Inhibition of COX1/2 alters the host response and reduces ECM scaffold mediated constructive tissue remodeling in a rodent model of skeletal muscle injury.

Author information

1
McGowan Institute for Regenerative Medicine, Pittsburgh, PA 15219, United States; Department of Surgery, University of Pittsburgh, Pittsburgh, PA 15219, United States; DoD-VA Extremity Trauma & Amputation Center of Excellence, Walter Reed National Military Medical Center, Bethesda, MD 20889, United States.

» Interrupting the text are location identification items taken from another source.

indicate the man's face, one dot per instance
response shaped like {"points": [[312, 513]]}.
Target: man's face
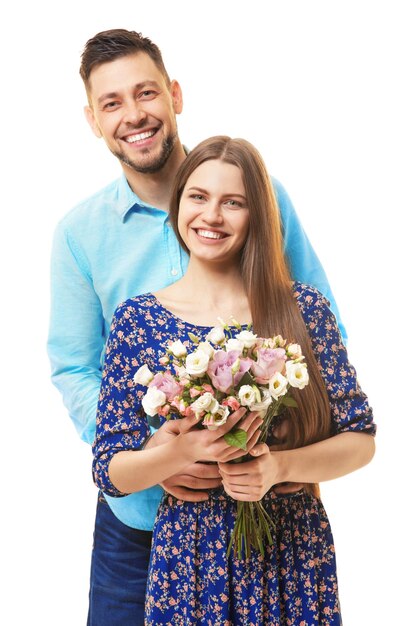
{"points": [[133, 108]]}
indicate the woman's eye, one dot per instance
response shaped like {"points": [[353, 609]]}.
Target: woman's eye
{"points": [[110, 105]]}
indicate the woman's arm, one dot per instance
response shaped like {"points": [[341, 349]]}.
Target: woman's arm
{"points": [[132, 470], [318, 462], [351, 445]]}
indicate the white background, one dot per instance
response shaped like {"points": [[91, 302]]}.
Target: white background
{"points": [[326, 91]]}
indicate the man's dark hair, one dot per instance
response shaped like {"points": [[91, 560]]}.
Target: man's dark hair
{"points": [[114, 44]]}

Electronic address: Christopher.L.Dearth.civ@mail.mil.
2
McGowan Institute for Regenerative Medicine, Pittsburgh, PA 15219, United States.
3
McGowan Institute for Regenerative Medicine, Pittsburgh, PA 15219, United States; Department of Bioengineering, University of Pittsburgh, Pittsburgh, PA 15213, United States.
4
McGowan Institute for Regenerative Medicine, Pittsburgh, PA 15219, United States; Medical Scientist Training Program, University of Pittsburgh, Pittsburgh, PA 15261, United States.
5
Department of Kinesiology, The University of Toledo, Toledo, OH 43606, United States.
6
McGowan Institute for Regenerative Medicine, Pittsburgh, PA 15219, United States; Department of Surgery, University of Pittsburgh, Pittsburgh, PA 15219, United States; Department of Bioengineering, University of Pittsburgh, Pittsburgh, PA 15213, United States.

Abstract

Extracellular matrix (ECM) has been used as a biologic scaffold material to both reinforce the surgical repair of soft tissue and serve as an inductive template to promote a constructive tissue remodeling response. Success of such an approach is dependent on macrophage-mediated degradation and remodeling of the biologic scaffold. Macrophage phenotype during these processes is a predictive factor of the eventual remodeling outcome. ECM scaffolds have been shown to promote an anti-inflammatory or M2-like macrophage phenotype in vitro that includes secretion of downstream products of cycolooxygenases 1 and 2 (COX1/2). The present study investigated the effect of a common COX1/2 inhibitor (Aspirin) on macrophage phenotype and tissue remodeling in a rodent model of ECM scaffold treated skeletal muscle injury. Inhibition of COX1/2 reduced the constructive remodeling response by hindering myogenesis and collagen deposition in the defect area. The inhibited response was correlated with a reduction in M2-like macrophages in the defect area. The effects of Aspirin on macrophage phenotype were corroborated using an established in vitro macrophage model which showed a reduction in both ECM induced prostaglandin secretion and expression of a marker of M2-like macrophages (CD206). These results raise questions regarding the common peri-surgical administration of COX1/2 inhibitors when biologic scaffold materials are used to facilitate muscle repair/regeneration.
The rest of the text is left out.